Однако он не пробыл у Лешки и десяти минут. Он вышел к нам. Мы ждали его в садике, перед больницей. Сказал, заикаясь сильнее обычного:
— Черт знает что! Лучше бы я не ходил…
И пояснил нам: Лешка спросил его, как он думает, срастется ли нога, а он, Роберт, ответил, что врачи боятся — вдруг он останется хромым.
— Недотепа ты! — с досадой сказала Валя.
— А что же я должен был ответить? — спросил Роберт, с виноватым видом глядя на Валю.
— Все, что угодно, врать в три короба, только бы успокоить его!
— «Врать в три короба»! — повторил Роберт и вдруг рассердился: — Я лучше ходить не буду!
Он так горячо, так страстно произнес эти слова, что мы сразу поверили: он и в самом деле лучше ходить не будет, а врать не сумеет, как бы мы его ни просили.
Много позднее, когда Лешкина нога все-таки, наперекор всем опасениям, срослась правильно, кто-то из нас рассказал Грише Четвергу о словах Роберта.
Гриша сказал:
— А что ж, за одно это уже можно уважать человека!
И вскоре Гриша предложил нам:
— Давайте стараться всегда и во всем говорить одну лишь правду. Вот как Роберт.
— Давайте, — подхватила Валя, которая всегда была, как она говорила, за правду, хотя и могла нередко приврать. — Я — за!
Лешка спросил глубокомысленно:
— Всегда? А это все-таки трудно всегда говорить одну лишь правду?
— Это дело привычки, — ответила ему Валя, словно сама только и делала всю жизнь, что говорила одну лишь правду. — Привыкнешь, и уже совсем не будет трудно.
— Верно, — сказал Гриша и стал приводить нам примеры того, как правдивы, безукоризненно честны были великие люди прошлого.
Он рассказал о Сократе и Копернике, которые никогда не лгали и потому поплатились жизнью, о декабристах, не боявшихся выложить всю правду прямо в лицо царю.
Зденек шепнул Вале на ухо:
— Выходит так: будешь говорить одну правду — погибнешь!
— Пусть так, — упрямо сказала Валя. — Все равно надо стараться говорить правду. Только правду!
Озабоченно сдвинула брови.
— Ну, а если все-таки вдруг соврешь? Нечаянно, не желая, но ведь и так бывает…
— Не должно бывать! — отрезал Гриша. — Раз договорились — стало быть, выполняй!
— Я придумал, — сказал Зденек, покусывая свои четко очерченные губы. — Я придумал: кто соврет — платит штраф.
— В каком размере? — спросила практичная Валя. — И потом чем?
Зденек задумался. И мы все тоже не знали, что сказать.
Лешка поднял руку.
— Я знаю, — сказал он. — Пусть будет такой штраф — одно перо.
— Какое перо? — переспросила я.
— Обыкновенное, — ответил Лешка. — Каким пишем.

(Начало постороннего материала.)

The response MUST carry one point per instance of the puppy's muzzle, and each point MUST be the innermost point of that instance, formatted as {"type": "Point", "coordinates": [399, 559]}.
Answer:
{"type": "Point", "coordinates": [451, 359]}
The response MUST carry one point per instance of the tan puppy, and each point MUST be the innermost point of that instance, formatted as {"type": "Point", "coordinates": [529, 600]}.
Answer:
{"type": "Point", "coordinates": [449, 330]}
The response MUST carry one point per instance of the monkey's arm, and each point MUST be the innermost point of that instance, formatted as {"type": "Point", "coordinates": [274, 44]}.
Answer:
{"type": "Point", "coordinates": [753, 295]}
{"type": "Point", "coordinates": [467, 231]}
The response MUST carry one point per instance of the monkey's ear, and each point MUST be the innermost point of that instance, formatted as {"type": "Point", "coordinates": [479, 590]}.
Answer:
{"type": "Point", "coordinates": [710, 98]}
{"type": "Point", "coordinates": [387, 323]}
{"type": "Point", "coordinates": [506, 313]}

— Филармония, — одобрительно сказал Гриша. — Такой штраф доступен каждому.
Он сбегал в буфет и принес оттуда пустую коробку из-под печенья.
— Сюда будем складывать перья.
— Пусть их совсем не будет, — вздохнул Лешка.
— Пусть, — согласился Гриша.
Мы держались что-то около недели. Мы скрупулезно старались говорить одну лишь правду везде, где бы мы ни были, — дома, в школе, на катке, в кино…
Но всегда правду говорить тяжело, это я поняла на собственном примере.
Лучше всех учителей ко мне относился учитель географии Алексей Михайлович Козлов. За глаза мы его звали «Козел», не только потому, что у него была такая фамилия, а еще и потому, что он любил петь и всерьез считал себя обладателем очень приятного голоса.
Он часто выступал на школьных вечерах самодеятельности, исполнял романсы Глинки, Чайковского, русские народные песни. Пел он, закатив глаза и прижимая руки к сердцу, так искренне переживая и волнуясь, что мы боялись иной раз, как бы он не пустил петуха.